The news was first reported by the AP and confirmed today by the Texas Rangers, the team where Rodriguez made his debut.
Rodriguez, a 14-time All-Star, won a record 13 Gold Golves. The AP reports:
"A fan favorite known as Pudge, Rodriguez was only 19 when he made his major league debut with Texas on June 20, 1991. He played the first 12 of his 21 major league seasons with Texas, and returned to the Rangers briefly in 2009.
"Rodriguez caught a major league-record 2,427 games, and hit .296 with 311 home runs and 1,332 RBIs in 2,543 games overall with Texas (1991-2002, 2009), Florida (2003), Detroit (2004-08), the Yankees (2008), Houston (2009), and Washington (2010-11).
"When the Rangers won their third AL West title in a four-year span in 1999, Rodriguez hit .332 with 35 home runs and 113 RBIs and was the American League MVP."
Christina Kahrl over at ESPN has a a very nice retrospective.

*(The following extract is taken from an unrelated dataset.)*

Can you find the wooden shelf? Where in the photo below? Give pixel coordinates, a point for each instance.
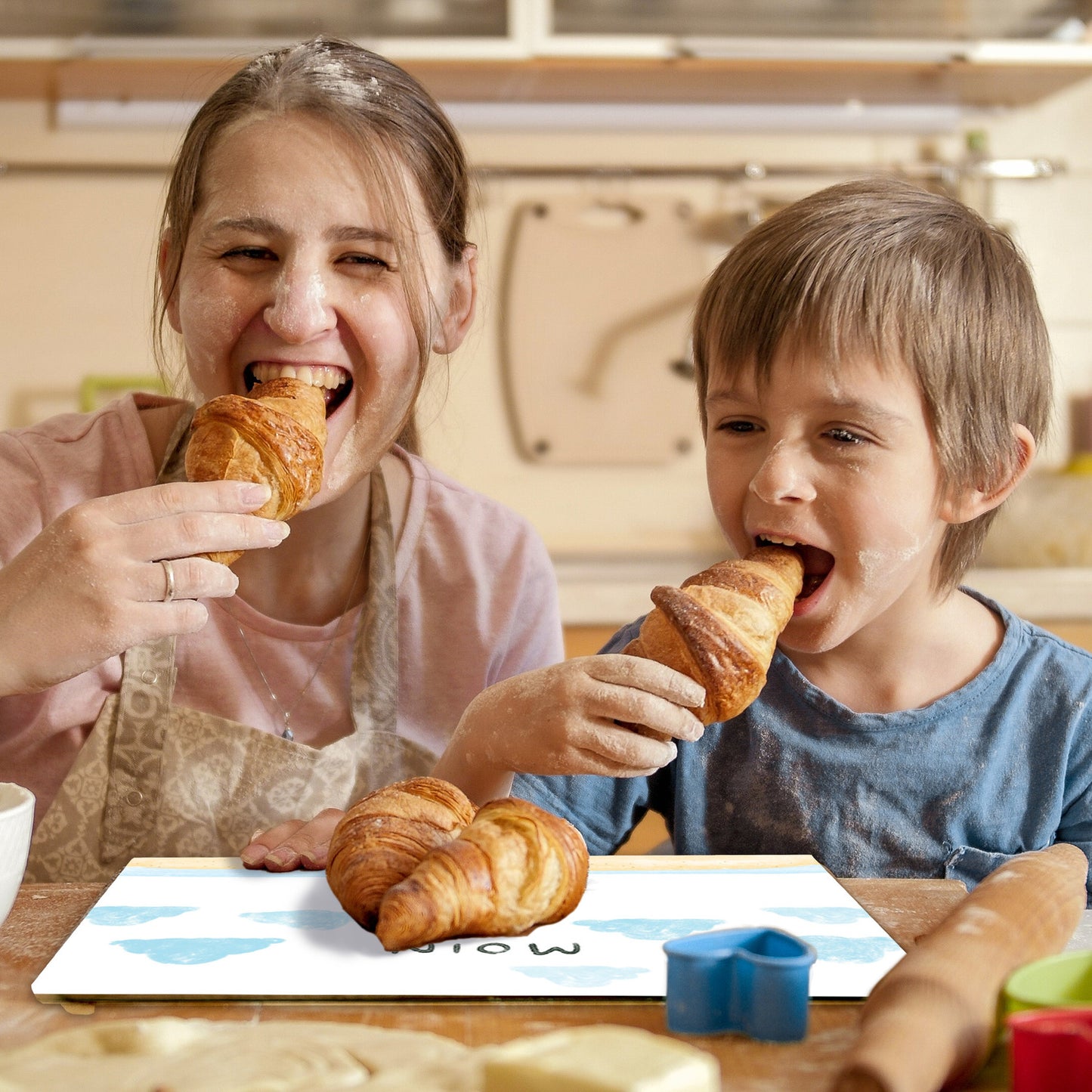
(954, 82)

Being a catcher is hard work, she writes. It's one of those positions that takes a heavy toll on a body, so it's that a catcher hangs in there for so long and even more rare that a catcher has a productive sunset.
"The great novelist F. Scott Fitzgerald said that, "There are no second acts in American lives," and maybe there's something to that, but it certainly wasn't true about Pudge Rodriguez in his career. After a dozen seasons in Texas, the man moved on to the Marlins to help lead their other, less notorious "bought" World Series in 2003, a single-season temp who was just getting started at proving he had plenty left in the tank on the back slope of his career. He was a key player on the 2006 Tigers team that upset a few apple carts by winning an American League pennant.
"That sort of second wind propelled him to the elder statesman stints that seem to reflect the end of more than a few great catchers' careers. After a pre-free agency trade to the Yankees, he'd move from Houston to Texas to Washington, an extended victory lap on a career that had seen its share of winning."